In der aktuellen Mitarbeiterbefragung erhält der Kanton von seinen Angestellten schlechte Noten. Publik gemacht hat die Staatskanzlei aber nur die Gesamtauswertung. Angaben zu den Resultaten in den einzelnen Departementen machte Finanzdirektor Markus Dieth am Donnerstag nicht. Der Regierungsrat wolle verhindern, dass diese gegeneinander ausgespielt würden. Die Vermutung liegt allerdings nahe, dass im Gesundheits- und Sozialdepartement die Resultate schlechter sind als der Schnitt. Schliesslich kam es bei Regierungsrätin Franziska Roth in den letzten Monaten zu Personalwechseln, die für Unruhe sorgten. Genau darum geht es in einer Interpellation von Grünen-Präsident und Grossrat Daniel Hölzle, die am Freitag beantwortet wurde. Hölzle wollte unter anderem wissen, wie die Stimmung im Departement Roth sei.

Motivation deutlich gesunken

Die Antwort dazu im Wortlaut: «Im Departement Gesundheit und Soziales arbeiten viele motivierte Mitarbeitende, die täglich viel für die kantonale Verwaltung und für die Bürgerinnen und Bürger leisten. Die ‹Stimmung› ist kein exakt messbarer Wert, eine Beurteilung ohne entsprechende Grundlagen wäre daher sehr subjektiv und hätte wenig Aussagekraft.»

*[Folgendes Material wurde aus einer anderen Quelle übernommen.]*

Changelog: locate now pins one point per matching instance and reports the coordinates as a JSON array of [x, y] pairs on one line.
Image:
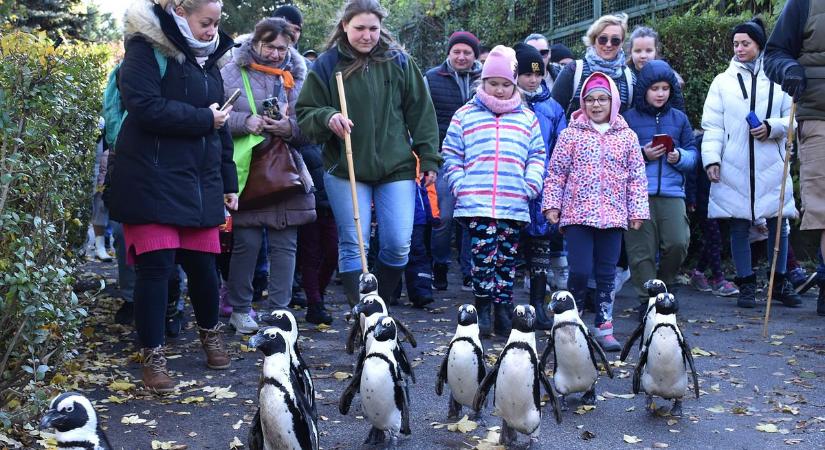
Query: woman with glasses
[[268, 67]]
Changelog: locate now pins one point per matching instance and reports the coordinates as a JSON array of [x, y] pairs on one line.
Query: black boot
[[784, 292], [538, 289], [504, 319], [747, 291], [483, 306]]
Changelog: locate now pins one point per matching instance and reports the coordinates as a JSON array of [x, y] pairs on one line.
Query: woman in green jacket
[[393, 126]]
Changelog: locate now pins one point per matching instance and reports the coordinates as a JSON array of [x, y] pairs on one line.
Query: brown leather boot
[[212, 343], [155, 375]]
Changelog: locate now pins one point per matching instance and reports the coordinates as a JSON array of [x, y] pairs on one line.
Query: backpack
[[114, 113]]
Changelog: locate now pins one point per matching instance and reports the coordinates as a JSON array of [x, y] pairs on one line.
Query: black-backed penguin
[[284, 419], [75, 422], [463, 367], [665, 358], [380, 379], [516, 377], [575, 368]]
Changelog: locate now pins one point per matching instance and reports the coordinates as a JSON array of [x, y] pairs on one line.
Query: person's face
[[274, 51], [203, 21], [642, 51], [461, 56], [597, 107], [658, 93], [744, 47], [608, 42], [529, 81], [543, 47], [500, 88], [363, 32]]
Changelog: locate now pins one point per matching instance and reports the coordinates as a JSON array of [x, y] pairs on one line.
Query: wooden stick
[[348, 144], [780, 220]]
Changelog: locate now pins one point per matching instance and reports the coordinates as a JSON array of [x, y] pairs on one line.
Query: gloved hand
[[795, 82]]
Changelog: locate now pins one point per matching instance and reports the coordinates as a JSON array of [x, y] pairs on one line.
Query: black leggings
[[153, 270]]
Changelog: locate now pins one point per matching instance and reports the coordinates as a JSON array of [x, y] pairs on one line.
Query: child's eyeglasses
[[614, 41]]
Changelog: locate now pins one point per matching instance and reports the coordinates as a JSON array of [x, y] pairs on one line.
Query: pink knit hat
[[501, 62]]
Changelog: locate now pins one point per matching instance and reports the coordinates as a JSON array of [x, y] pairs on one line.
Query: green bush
[[49, 107]]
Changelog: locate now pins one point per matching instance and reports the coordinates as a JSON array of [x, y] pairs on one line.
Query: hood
[[142, 19], [615, 101], [654, 72]]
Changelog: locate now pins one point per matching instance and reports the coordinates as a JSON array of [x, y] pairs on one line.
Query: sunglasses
[[614, 41]]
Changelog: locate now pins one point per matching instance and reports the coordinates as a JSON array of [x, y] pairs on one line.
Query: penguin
[[75, 422], [575, 368], [380, 379], [463, 366], [516, 377], [285, 321], [284, 420], [665, 358], [654, 288]]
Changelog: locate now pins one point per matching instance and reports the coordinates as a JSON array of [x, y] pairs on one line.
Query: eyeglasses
[[614, 41], [590, 101]]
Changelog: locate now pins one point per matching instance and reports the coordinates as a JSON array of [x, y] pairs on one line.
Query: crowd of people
[[582, 172]]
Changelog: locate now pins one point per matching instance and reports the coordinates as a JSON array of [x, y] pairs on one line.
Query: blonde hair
[[603, 22]]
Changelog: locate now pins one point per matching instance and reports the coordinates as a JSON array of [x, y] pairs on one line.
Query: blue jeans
[[394, 211], [740, 246]]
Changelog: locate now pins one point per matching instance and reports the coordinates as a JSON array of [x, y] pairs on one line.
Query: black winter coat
[[172, 166]]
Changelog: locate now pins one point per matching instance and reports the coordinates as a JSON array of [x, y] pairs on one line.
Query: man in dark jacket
[[451, 86], [795, 58]]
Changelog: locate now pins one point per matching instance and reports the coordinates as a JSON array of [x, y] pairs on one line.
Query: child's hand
[[552, 216]]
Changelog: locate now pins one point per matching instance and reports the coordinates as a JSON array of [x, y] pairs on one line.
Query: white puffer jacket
[[751, 170]]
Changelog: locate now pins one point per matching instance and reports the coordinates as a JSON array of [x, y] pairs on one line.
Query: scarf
[[499, 106], [614, 69]]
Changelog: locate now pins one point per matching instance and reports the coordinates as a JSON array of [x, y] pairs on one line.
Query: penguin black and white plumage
[[285, 321], [463, 367], [75, 422], [654, 288], [575, 368], [516, 377], [380, 379], [284, 420], [665, 358]]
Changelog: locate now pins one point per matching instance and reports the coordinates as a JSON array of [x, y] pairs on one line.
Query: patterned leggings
[[493, 247]]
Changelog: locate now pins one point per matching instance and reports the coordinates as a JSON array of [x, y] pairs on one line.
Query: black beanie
[[529, 59], [755, 29], [290, 13]]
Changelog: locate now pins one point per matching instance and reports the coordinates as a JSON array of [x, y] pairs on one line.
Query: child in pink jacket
[[595, 187]]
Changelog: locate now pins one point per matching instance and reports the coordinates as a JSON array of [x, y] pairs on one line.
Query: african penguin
[[284, 419], [665, 358], [285, 321], [75, 422], [575, 368], [516, 377], [463, 366], [380, 379]]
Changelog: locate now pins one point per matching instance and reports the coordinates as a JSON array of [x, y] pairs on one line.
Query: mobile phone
[[231, 99], [753, 120], [663, 139]]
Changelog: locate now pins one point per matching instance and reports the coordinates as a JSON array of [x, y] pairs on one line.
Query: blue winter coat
[[663, 179], [551, 120]]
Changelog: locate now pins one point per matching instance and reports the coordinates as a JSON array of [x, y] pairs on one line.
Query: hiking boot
[[604, 336], [747, 291], [784, 292], [700, 282], [212, 343], [243, 323], [154, 373], [440, 276]]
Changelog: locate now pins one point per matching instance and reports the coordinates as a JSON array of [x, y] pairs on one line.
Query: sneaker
[[243, 323], [700, 282], [724, 288]]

Alles in Ordnung also? Keineswegs, wie eine interne Information der SVP-Regierungsrätin an ihre Mitarbeiter zeigt, welche der AZ vorliegt. «Wie Sie vielleicht vermuten, sind die Resultate für das DGS bei der Mitarbeiterbefragung eher schlecht ausgefallen», heisst es in Roths Schreiben an die Angestellten. Insbesondere die Schlüsselkategorien Motivation und Identifikation weisen demnach tiefe Werte aus.

Die Mitarbeitermotivation hat gegenüber der letzten Befragung im Jahr 2013 um 9 Punkte abgenommen. In Schulnoten umgesetzt, läge der Wert bei einer 4 – «zwar genügend, aber nicht euphorisch», wie Roth schreibt. Die Motivation ist laut ihrer Mitteilung an die Mitarbeiter «eher niedrig und im Vergleich mit den anderen Departementen klar tiefer». Sie weist darauf hin, es bestehe die Gefahr, dass unmotivierte Mitarbeitende das Arbeitsklima weiter negativ beeinflussen.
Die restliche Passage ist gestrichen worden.